Millinery Australia Design Award 2022

Millinery Australia Design Award 2022

Lovers of millinery design and quality craftmanship came together for a black-tie gala event in Melbourne to announce this year’s Millinery Australia Design Award winners.   

Jane Rocca 26 August 2022

The Millinery Australia Design Award, now in its sixth year, celebrates innovative design and inspires some of the country’s top milliners to put their best headwear forward. This is a world where fashion and high-quality artistry drives the narrative.    

Darwin headwear designer Belinda Osborne of Peacock Millinery was awarded first place for her piece Yin Yang at this year’s Design Award Gala in Melbourne.  

Inspired by the notion of yin and yang, Osborne leans into the concept using a koi fish as a starting point for her millinery, that took 12 hours to design and make. 

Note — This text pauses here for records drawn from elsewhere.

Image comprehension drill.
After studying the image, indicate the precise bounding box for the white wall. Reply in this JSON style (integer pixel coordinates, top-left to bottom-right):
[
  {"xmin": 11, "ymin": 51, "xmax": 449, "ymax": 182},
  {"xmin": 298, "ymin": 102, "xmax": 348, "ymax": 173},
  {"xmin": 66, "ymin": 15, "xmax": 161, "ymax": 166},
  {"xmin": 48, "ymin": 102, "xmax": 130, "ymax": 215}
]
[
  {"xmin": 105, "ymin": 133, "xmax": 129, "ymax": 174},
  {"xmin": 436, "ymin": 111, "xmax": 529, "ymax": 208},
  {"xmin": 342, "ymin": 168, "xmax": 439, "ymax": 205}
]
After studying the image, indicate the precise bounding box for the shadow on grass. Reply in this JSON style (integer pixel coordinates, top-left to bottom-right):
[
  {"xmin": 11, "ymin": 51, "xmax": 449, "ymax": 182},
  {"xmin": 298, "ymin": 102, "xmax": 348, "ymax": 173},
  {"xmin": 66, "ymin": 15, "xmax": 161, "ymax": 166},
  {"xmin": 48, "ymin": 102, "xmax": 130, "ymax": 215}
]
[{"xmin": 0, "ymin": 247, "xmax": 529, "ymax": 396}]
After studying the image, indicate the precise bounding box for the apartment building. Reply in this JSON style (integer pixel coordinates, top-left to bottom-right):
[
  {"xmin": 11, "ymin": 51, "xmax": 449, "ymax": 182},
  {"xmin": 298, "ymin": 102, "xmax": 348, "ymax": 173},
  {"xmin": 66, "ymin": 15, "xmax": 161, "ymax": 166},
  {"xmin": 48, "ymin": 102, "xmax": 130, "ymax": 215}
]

“The yin yang koi is often seen to represent the convergence of opposite energies - one male, one female, light and dark, sun and moon, fire and water. They counterbalance one another and are the duality and harmony of life itself,” says Belinda Osborne. 

“My design concept was to craft a wearable yin yang that would exude the theme in its weight, colours, materials and silhouette,” she says. 

Osborne, a second-generation milliner who will attend the Melbourne Cup Carnival, says it was an incredible honour to win the 2022 Award.    

“The competition is known for invoking thoughtful and skilfully crafted headwear designs. It was so rewarding to hear that the judges had unanimously chosen my piece as the winner,” Osborne says. 

This year’s judges included fashion writer Janice Breen Burns, milliner Melissa Jackson and award-winning milliner Georgia Skelton.  

According to the President of the Millinery Association Lauren Ritchie – who took out second place for her work titled Balancing Act - this year’s Design Award attracted the largest number of entrants.  

“We had 47 milliners enter the prestigious competition – with many keen to show us what they have been up to in the last few years and unveiling some fabulous new designs too,” says Lauren Ritchie.  

“The entrants leaned into traditional block making techniques, but brought a modern take on their millinery as well,” she says.Ritchie, who makes professional millinery for race days and special occasions, and also works in film and television, creating pieces for Picnic at Hanging Rock and the ABC TV’s Miss Fisher’s Murder Mysteries, says entering the competition allows her to have full creative freedom.   

Her winning entry Balancing Act is a clever melange of shapes that lean into spring’s softest hues.   

“I am always trying to balance my business needs with my creative needs and often all at the same time, so this millinery piece is definitely a metaphor for all of that,” Ritchie says.  

“I was able to push beyond my comfort zone and do something that was a mixture of my signature and something completely new,” she says. 

Ritchie says the Melbourne Cup Carnival gives the Millinery Association members a chance to bring their award-winning designs to the track for all to see and truly celebrate top-notch craftmanship.